Meanwhile, AI Hypercomputer represents a revolutionary transformation in supercomputing architecture. It combines optimized performance hardware, open-source software, major machine learning frameworks, and adjustable consumption models. Departing from traditional approaches that reinforce discrete components, AI Hypercomputer employs collaborative system design to enhance AI efficiency and productivity in training, fine-tuning, and service domains.

This advanced architecture is built upon meticulously optimized hyperscale data center infrastructure for computation, storage, and networking. Furthermore, it provides developers with access to relevant hardware through open-source software, supporting machine learning frameworks such as JAX, TensorFlow, and PyTorch. This integration extends to software like Multislice Training and Multihost Inferencing, while deeply incorporating Google Kubernetes Engine (GKE) and Google Compute Engine.
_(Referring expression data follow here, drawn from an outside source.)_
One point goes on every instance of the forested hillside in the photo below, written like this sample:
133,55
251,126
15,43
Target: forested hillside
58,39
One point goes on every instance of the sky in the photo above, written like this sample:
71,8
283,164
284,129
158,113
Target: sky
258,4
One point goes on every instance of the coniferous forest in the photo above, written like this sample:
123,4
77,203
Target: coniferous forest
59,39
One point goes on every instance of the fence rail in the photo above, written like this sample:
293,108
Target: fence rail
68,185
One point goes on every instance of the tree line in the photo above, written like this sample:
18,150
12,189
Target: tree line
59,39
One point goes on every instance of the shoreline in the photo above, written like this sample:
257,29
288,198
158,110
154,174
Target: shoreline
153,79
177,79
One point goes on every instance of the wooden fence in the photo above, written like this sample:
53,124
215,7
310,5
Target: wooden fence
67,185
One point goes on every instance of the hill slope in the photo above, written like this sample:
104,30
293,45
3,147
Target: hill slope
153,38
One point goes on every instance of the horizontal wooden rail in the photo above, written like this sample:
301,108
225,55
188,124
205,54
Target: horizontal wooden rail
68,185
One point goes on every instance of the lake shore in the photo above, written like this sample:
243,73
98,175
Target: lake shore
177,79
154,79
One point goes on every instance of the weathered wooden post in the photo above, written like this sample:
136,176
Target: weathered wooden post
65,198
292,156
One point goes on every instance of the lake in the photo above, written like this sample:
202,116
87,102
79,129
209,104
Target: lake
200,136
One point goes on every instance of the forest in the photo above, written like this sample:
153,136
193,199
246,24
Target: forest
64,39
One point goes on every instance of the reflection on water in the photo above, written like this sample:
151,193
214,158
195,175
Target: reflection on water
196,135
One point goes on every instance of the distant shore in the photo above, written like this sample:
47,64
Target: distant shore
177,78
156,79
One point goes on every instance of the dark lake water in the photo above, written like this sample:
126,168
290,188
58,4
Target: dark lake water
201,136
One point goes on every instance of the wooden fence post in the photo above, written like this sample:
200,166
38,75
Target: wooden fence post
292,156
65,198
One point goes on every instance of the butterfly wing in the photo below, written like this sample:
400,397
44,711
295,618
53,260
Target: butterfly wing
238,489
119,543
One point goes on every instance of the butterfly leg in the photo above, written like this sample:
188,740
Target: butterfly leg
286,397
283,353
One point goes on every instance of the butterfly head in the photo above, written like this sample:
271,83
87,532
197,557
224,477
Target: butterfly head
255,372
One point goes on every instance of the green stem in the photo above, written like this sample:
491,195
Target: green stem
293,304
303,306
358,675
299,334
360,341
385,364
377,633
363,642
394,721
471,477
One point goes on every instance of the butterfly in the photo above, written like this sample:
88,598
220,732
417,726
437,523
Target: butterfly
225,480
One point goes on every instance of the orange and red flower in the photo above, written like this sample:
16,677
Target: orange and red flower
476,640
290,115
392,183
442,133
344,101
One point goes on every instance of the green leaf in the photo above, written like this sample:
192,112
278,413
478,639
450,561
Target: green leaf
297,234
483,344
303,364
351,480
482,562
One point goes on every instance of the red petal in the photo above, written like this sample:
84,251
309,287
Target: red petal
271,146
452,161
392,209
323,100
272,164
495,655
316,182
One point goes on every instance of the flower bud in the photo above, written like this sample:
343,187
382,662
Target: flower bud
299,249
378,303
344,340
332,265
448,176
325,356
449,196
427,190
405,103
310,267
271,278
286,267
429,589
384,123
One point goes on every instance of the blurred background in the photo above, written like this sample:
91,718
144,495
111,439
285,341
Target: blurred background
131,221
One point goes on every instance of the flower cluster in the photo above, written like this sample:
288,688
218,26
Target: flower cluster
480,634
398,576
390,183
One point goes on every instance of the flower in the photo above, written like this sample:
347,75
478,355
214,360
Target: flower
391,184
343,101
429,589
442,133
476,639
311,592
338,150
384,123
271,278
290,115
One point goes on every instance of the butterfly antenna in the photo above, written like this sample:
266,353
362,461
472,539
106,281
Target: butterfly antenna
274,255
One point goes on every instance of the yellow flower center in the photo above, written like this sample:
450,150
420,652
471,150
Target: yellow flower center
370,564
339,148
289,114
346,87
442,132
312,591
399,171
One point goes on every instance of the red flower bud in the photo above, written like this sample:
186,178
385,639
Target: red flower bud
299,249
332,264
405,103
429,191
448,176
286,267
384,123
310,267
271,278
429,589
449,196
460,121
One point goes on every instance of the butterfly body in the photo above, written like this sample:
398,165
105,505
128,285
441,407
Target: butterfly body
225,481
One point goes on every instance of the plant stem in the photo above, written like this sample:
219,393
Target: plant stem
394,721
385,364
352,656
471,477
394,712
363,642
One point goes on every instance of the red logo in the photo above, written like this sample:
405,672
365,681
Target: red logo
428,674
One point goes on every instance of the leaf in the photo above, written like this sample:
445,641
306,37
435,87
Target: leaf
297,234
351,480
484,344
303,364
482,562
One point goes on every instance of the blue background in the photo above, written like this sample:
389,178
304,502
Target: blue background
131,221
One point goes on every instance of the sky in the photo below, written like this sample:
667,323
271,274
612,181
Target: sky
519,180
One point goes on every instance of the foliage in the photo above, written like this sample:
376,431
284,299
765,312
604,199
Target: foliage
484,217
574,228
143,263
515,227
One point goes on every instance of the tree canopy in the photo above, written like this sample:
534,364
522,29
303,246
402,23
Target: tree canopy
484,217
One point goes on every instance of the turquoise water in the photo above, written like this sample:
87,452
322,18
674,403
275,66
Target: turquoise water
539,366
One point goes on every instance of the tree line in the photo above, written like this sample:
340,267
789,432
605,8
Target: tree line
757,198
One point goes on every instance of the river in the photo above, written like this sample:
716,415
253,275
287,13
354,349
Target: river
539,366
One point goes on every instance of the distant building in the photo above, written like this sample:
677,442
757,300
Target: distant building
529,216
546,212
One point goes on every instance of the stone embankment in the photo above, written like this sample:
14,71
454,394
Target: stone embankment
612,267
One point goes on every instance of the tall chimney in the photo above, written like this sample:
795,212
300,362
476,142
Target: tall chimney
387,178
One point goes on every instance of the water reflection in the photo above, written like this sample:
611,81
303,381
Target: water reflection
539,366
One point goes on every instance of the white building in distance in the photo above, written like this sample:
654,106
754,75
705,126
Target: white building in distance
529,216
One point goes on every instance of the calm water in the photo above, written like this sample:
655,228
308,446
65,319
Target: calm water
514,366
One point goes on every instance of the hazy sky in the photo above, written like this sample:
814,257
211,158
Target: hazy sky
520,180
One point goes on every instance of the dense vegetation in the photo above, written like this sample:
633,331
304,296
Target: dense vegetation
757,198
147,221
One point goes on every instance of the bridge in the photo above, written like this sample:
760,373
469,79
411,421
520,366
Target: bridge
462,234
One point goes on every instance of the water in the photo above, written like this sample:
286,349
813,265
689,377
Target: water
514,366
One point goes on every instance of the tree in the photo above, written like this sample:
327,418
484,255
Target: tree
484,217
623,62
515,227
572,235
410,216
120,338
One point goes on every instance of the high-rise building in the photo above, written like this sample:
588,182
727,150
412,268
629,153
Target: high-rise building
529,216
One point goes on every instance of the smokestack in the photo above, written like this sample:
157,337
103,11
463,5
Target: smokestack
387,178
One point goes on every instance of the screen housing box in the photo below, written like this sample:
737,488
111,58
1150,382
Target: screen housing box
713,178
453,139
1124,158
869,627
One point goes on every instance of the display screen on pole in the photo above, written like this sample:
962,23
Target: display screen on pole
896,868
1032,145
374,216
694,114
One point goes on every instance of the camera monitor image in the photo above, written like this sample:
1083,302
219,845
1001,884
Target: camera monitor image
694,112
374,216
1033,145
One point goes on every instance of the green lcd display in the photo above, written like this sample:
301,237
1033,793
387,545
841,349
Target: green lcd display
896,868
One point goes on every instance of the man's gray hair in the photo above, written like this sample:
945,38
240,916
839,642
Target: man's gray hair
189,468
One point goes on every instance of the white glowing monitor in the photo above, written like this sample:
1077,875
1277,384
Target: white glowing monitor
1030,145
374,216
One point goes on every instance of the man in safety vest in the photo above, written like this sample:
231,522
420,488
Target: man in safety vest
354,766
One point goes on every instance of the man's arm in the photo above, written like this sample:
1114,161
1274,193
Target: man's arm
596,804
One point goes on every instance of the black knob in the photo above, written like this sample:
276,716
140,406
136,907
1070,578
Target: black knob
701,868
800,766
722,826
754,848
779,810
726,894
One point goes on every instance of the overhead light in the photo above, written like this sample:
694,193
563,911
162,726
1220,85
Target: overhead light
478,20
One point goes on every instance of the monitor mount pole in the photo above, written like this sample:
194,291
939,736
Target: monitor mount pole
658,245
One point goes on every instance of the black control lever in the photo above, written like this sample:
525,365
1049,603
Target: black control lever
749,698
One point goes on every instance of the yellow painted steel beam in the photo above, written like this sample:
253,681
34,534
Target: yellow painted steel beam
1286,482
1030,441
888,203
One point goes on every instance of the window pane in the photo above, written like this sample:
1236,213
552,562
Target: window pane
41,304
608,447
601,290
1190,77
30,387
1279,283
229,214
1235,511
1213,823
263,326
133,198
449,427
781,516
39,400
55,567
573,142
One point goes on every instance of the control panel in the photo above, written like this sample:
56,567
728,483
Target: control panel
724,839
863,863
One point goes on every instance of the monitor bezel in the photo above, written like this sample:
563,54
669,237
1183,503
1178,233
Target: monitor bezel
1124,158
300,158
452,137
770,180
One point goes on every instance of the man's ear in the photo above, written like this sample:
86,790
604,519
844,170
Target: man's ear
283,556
The truly distinctive feature of AI Hypercomputer lies in its flexible consumption model, specifically designed to meet AI task requirements. It introduces innovative solutions like the Dynamic Workload Scheduler alongside traditional consumption models including Committed Use Discounts (CUD), on-demand, and Spot pricing. This resource management and task scheduling platform supports both Cloud TPUs and Nvidia GPUs, simplifying the scheduling of all required accelerators to optimize user expenditure.

Under this model, the Flex Start option is ideal for model fine-tuning, experiments, shorter training sessions, offline inference, and batch processing tasks. It provides a cost-effective way to request GPU and TPU capacity before execution. Conversely, the Calendar mode allows for scheduling specific start times, catering to training and experimental tasks that require precise start times and durations, available for purchase up to 8 weeks in advance, lasting 7 or 14 days.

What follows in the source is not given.